Pairwise Comparisons without Stochastic Transitivity: Model, Theory and Applications (2501.07437v1)

Abstract: Most statistical models for pairwise comparisons, including the Bradley-Terry (BT) and Thurstone models and many extensions, make a relatively strong assumption of stochastic transitivity. This assumption imposes the existence of an unobserved global ranking among all the players/teams/items and monotone constraints on the comparison probabilities implied by the global ranking. However, the stochastic transitivity assumption does not hold in many real-world scenarios of pairwise comparisons, especially games involving multiple skills or strategies. As a result, models relying on this assumption can have suboptimal predictive performance. In this paper, we propose a general family of statistical models for pairwise comparison data without a stochastic transitivity assumption, substantially extending the BT and Thurstone models. In this model, the pairwise probabilities are determined by a (approximately) low-dimensional skew-symmetric matrix. Likelihood-based estimation methods and computational algorithms are developed, which allow for sparse data with only a small proportion of observed pairs. Theoretical analysis shows that the proposed estimator achieves minimax-rate optimality, which adapts effectively to the sparsity level of the data.
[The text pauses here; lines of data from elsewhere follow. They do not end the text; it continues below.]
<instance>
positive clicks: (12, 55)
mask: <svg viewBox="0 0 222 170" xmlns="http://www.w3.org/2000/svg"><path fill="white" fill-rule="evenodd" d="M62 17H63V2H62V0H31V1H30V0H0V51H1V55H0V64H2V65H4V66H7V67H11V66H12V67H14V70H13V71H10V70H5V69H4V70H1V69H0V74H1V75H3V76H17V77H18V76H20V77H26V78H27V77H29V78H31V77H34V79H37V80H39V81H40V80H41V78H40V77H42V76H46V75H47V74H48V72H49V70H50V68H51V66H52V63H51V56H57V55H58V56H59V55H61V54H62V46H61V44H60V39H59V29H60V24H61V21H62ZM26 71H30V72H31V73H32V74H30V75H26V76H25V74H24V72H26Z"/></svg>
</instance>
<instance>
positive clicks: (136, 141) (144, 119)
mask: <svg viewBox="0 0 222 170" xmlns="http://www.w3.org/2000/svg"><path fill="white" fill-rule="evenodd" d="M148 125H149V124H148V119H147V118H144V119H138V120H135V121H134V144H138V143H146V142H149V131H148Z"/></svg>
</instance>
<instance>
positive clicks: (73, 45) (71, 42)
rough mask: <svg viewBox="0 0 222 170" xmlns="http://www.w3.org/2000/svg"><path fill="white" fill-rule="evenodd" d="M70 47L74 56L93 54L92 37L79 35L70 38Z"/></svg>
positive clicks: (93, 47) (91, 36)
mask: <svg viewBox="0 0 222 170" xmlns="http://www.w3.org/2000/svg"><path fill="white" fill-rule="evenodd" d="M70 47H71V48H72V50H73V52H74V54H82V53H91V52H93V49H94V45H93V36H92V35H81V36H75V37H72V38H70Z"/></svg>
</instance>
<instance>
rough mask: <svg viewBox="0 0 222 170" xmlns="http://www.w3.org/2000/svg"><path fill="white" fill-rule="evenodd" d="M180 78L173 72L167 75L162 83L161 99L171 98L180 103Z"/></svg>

The spectral theory for skew-symmetric matrices plays a crucial role in the implementation and theoretical analysis. The proposed method's superiority against the BT model, along with its broad applicability across diverse scenarios, is further supported by simulations and real data analysis.

• The paper relaxes the assumption of stochastic transitivity by using a low-dimensional skew-symmetric matrix to model pairwise probabilities.
• It develops computational algorithms with likelihood-based estimation for sparse data, achieving minimax-rate optimality in various applications.
• The model leverages spectral theory and nuclear norm regularization, demonstrating superior prediction in both sports and e-sport datasets compared to traditional approaches.

Overview of "Pairwise Comparisons without Stochastic Transitivity: Model, Theory and Applications"

The paper "Pairwise Comparisons without Stochastic Transitivity: Model, Theory and Applications" by Sze Ming Lee and Yunxiao Chen presents a novel approach to modeling pairwise comparison data by relaxing the assumption of stochastic transitivity. This research introduces a statistical framework that extends the Bradley-Terry (BT) and Thurstone models, acknowledging that the assumption of an underlying global ranking among items may not always hold, especially in contexts involving multiple skills or strategies.

Key Contributions and Methodological Advancements

1. Relaxation of Stochastic Transitivity: The authors propose a framework that does not impose the constraint of stochastic transitivity. Instead of assuming a global ranking order, this model employs an approximately low-dimensional skew-symmetric matrix to determine pairwise probabilities. This approach significantly expands the applicability of traditional pairwise comparison models to scenarios where intransitivity is a factor.
2. Efficiency in Sparse Data Contexts: A notable advancement is the development of computational algorithms and likelihood-based estimation methods designed for sparse data, where only a small fraction of pairs are observed. The estimator introduced achieves minimax-rate optimality, effectively adapting to the sparsity levels. This is crucial in applications such as predicting outcomes in sports tournaments, where data sparsity is common.
3. Use of Skew-Symmetric Matrix: The approach utilizes the spectral theory of skew-symmetric matrices, which is central to both the theoretical analysis and the implementation of this model. The leveraging of this mathematical foundation distinguishes it from other models that rely heavily on rank-based assumptions.

Theoretical Implications

The theoretical contributions include demonstrating that the proposed estimator is capable of achieving optimal convergence rates under various sparsity scenarios. The model operates under a nuclear norm constraint which serves as a form of regularization, controlling the complexity of the parameter matrix. This formulation enhances the flexibility of the model, allowing it to handle diverse real-world data sets without the restrictive transitivity assumption.

Empirical Analysis and Applications

Empirical evaluation using datasets from the e-sport StarCraft II and professional tennis underscores the practical efficiency of the proposed model. The findings suggest that the absence of stochastic transitivity does not significantly impair the model's accuracy, indicating its robustness across different contexts. The model achieved superior performance in predicting pairwise outcomes compared to traditional models, especially where data exhibit intransitive properties.

Future Directions and Research Opportunities

The paper opens several avenues for future research, including the integration of covariate information and time dynamics into the model, enhancing predictive capabilities in evolving scenarios. Additionally, further exploration could involve extending the model to accommodate more complex parametric structures, potentially incorporating machine learning techniques to handle even higher-dimensional data contexts.

Conclusion

Overall, this paper provides a significant step forward in the methodology of pairwise comparisons, especially in its application to scenarios where the assumption of global rankings is impractical. By leveraging skew-symmetric matrices and addressing the challenges of sparse data, this framework sets a groundwork for future advancements in the analysis of pairwise comparison situations in various domains.